すなわち本発明の一つの好ましい態様によれば、目的核酸断片の増幅方法は、
(a) 複数種、好ましくは3種以上のプライマーを用意し(ここで、前記プライマーの内の少なくとも1種(プライマー3)は、それにより合成される一本鎖核酸断片が、その分子内でループ構造を形成して、それを鋳型とする他のプライマーによる伸長反応が抑制されるものであり)、
(b) 目的核酸断片を含む核酸断片を用意し、
(c) 前記核酸断片の二本鎖を変性させ、得られた一本鎖と(a)で用意したプライマーとをアニーリングさせ、
(d) プライマー伸長反応を行い、
(e) 前記(c)と(d)とを必要に応じて繰り返し、
(f) 目的核酸断片を含む一本鎖核酸断片を、それと相補的な鎖に対して過剰量得る
ことを含んでなる方法である。
なおここで、二本鎖変性、アニーリング、およびプライマー伸長反応等の操作は、慣用の核酸増幅法において採用さている操作、条件等を適宜採用することができ、したがって、PCR法等の採用する増幅反応、目的核酸、プライマー等に応じて適宜選択することができる。
【0050】
【実施例】
以下、本発明を実施例により具体的に説明するが、これらは本発明を限定するものではない。
【0051】
本実施例において用いられるオリゴヌクレオチドは、日本バイオサービスより購入し、ポリアクリルアミドゲル電気泳動により精製したものを使用した。

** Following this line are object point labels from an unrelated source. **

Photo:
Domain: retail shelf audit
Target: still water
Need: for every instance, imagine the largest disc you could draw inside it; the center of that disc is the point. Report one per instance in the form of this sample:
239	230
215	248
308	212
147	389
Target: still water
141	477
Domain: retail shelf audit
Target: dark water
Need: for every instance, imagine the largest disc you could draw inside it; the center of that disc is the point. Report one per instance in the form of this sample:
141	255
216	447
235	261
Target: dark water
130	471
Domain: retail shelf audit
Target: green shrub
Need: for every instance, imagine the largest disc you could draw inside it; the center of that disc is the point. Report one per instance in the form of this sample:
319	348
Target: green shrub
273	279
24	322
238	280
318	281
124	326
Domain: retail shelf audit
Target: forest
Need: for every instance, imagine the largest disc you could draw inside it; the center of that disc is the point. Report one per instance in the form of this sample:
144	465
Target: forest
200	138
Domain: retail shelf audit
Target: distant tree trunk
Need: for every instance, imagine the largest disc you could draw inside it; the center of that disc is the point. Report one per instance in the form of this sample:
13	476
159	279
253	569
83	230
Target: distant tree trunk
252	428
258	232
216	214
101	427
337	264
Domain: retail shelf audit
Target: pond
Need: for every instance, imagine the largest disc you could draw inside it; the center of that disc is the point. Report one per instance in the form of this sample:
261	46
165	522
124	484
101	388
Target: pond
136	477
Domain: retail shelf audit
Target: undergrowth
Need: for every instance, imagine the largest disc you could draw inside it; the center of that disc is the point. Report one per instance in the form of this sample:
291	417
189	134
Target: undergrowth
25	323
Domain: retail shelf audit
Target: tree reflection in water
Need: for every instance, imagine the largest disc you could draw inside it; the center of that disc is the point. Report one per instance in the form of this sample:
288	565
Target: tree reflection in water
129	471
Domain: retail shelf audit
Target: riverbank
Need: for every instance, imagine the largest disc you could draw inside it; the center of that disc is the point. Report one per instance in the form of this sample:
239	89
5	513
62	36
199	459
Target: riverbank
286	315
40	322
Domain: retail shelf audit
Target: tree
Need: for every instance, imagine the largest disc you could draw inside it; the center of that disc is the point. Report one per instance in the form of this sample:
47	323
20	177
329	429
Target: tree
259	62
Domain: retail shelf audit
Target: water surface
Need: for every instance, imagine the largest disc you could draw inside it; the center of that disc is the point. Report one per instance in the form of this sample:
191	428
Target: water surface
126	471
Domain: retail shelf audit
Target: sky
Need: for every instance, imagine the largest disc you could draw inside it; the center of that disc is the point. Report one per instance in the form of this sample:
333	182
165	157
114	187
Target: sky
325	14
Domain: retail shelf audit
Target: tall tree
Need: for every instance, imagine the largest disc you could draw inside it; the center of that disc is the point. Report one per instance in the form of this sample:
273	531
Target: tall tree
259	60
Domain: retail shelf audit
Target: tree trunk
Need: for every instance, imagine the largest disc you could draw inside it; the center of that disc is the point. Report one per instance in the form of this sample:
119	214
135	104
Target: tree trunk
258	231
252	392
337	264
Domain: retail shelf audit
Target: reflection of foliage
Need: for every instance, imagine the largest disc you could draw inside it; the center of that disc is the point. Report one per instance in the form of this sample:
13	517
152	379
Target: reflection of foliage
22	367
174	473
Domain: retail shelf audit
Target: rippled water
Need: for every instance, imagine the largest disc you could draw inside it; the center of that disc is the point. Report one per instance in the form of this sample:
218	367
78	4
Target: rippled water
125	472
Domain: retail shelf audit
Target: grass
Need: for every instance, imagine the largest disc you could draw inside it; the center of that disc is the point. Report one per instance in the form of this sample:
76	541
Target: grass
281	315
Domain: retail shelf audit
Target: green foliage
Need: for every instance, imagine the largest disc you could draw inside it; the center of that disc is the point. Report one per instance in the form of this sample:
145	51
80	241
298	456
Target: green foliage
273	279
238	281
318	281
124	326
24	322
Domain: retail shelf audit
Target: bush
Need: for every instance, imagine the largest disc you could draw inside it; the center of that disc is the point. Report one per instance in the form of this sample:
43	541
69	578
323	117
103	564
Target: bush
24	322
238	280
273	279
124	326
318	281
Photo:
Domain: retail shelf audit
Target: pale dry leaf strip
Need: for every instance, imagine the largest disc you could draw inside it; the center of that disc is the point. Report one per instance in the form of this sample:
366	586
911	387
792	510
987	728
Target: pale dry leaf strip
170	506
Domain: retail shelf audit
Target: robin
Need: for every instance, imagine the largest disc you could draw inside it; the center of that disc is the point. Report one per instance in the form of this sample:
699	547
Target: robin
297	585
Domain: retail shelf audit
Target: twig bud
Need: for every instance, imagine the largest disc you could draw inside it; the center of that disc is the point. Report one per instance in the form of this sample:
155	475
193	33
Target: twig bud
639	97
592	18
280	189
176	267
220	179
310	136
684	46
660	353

また、増幅のテンプレートしてはβ−グロビン遺伝子のPst I断片を含むプラスミド(pBR322-βA , Ikuta et.al. Nucleic Acids Res. 15, 797-811)を使用した。Smart Probeは、Nucleic Acids Symposium Series N0.44, 297-298の方法にしたがって合成した。さらに増幅反応にはVent(exo-)DNAポリメラーゼ(New England Biolabs, Inc.)を使用した。
遺伝子増幅反応にはThermal Cycler 9600 (Roche Diagnostics)を使用し、温度変化に対応した蛍光測定はLight Cycler(Roche Diagnostics)を使用した。また、ポリアクリルアミドゲル電気泳動後のDNAの染色は一本鎖DNAでも染色されやすいとされているSYBR Gold (Molecular Probes inc.)を使用した。
【0052】
反応に使用したプライマー1、プライマー2およびプライマー3は以下の通りである。プライマー3の下線の部分は伸長生成物の3’側と相補的な部分である。またそのテンプレートに対する配置を図3に示した。
【0053】
プライマー1
PG3: 5’ TGTCTTGTAACCTTGATACC (配列番号1)
【0054】
プライマー2
PG1: 5’ ACACAACTGTGTTCACTAG (配列番号2)
【0055】
プライマー3
HPG4: 5’GCAACCTCAAACAGACACCACAACTTCATCCACGTTCACC (配列番号3)
HPG5: 5’TAGCAACCTCAAACAGACACCACAACTTCATCCACGTTCACC (配列番号4)
HPG6: 5’CACTAGCAACCTCAAACAGACACCACAACTTCATCCACGTTCACC (配列番号5)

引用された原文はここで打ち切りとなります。